Vice-Chancellor of Federal University Wukari
- Incumbent
- Assumed office 2021
- Preceded by: Abubakar Kundiri

Personal details
- Born: 21 June 1961 (age 64) Tadnum, Bogoro, Bauchi State

= Jude Rabo =

Nigerian academic

Jude Rabo (born 21 June 1961) is a Nigerian professor of veterinary medicine who currently serves as the Vice-Chancellor of Federal University Wukari, Taraba State Nigeria.

== Early life and education ==
Rabo was born in Tadmum, Bogoro, Bauchi State on 21 June 1961. He started his education at Tadmum Primary School from 1967 to 1975. He attended Gindiri Boys Secondary School, Plateau State from 1975 to 1980. Rabo studied veterinary medicine at Ahmadu Bello University from 1980 to 1986. From 1988 to 1990, he went to University of Ibadan, from 1995 to 1999, he went to University of Maiduguri and in 2001, he graduated from International Livestock Research Institute.

== Career ==
Rabo started his academic career as an Assistant Lecturer at University of Maiduguri, from 1987 to 1990, he became Lecturer II, from 1990 to 1992, he became Lecturer I, from 1992 to 1995, he became Senior Lecturer, from 1995 to 1998 he became an Associate Professor and in 2001, he was promoted to a full Professor in the department of veterinary pathology, University of Maiduguri.

He was head of the diagnostic unit, (pathology), veterinary teaching hospital, University of Maiduguri. From 1995 to 2005, he was deputy dean, faculty of veterinary medicine and head, department of veterinary pathology in University of Maiduguri. Rabo moved to University of Agriculture, Makurdi and served as head, Veterinary Teaching Hospital, dean, College of Veterinary Medicine and deputy vice-chancellor of academics.
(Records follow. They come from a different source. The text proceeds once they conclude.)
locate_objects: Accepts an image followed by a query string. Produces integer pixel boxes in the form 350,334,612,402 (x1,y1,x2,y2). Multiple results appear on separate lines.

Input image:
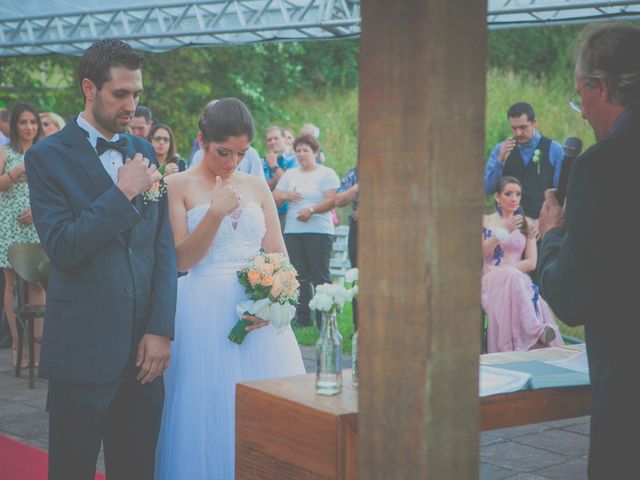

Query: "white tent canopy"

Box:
0,0,640,56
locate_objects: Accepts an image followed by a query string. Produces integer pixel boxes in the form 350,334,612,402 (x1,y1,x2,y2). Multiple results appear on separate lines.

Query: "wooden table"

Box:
236,347,591,480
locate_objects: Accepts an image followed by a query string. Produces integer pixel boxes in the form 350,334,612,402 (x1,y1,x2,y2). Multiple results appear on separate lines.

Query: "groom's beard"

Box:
91,94,133,135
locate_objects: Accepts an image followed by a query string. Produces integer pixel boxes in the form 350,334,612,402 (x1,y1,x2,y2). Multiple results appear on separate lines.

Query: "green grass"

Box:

He is a member of Veterinary Council of Nigeria, Nigerian Veterinary, Medical Association, College of Veterinarian Surgeons and technical associate, International Livestock Research Institute.

On 21 January 2021, Rabo was elected as the vice-chancellor of Federal University Wukari to replace Abubakar Kundiri.

== Personal life ==
Rabo is a native of Tadnum, Bogoro, Bauchi State. He is married with six children.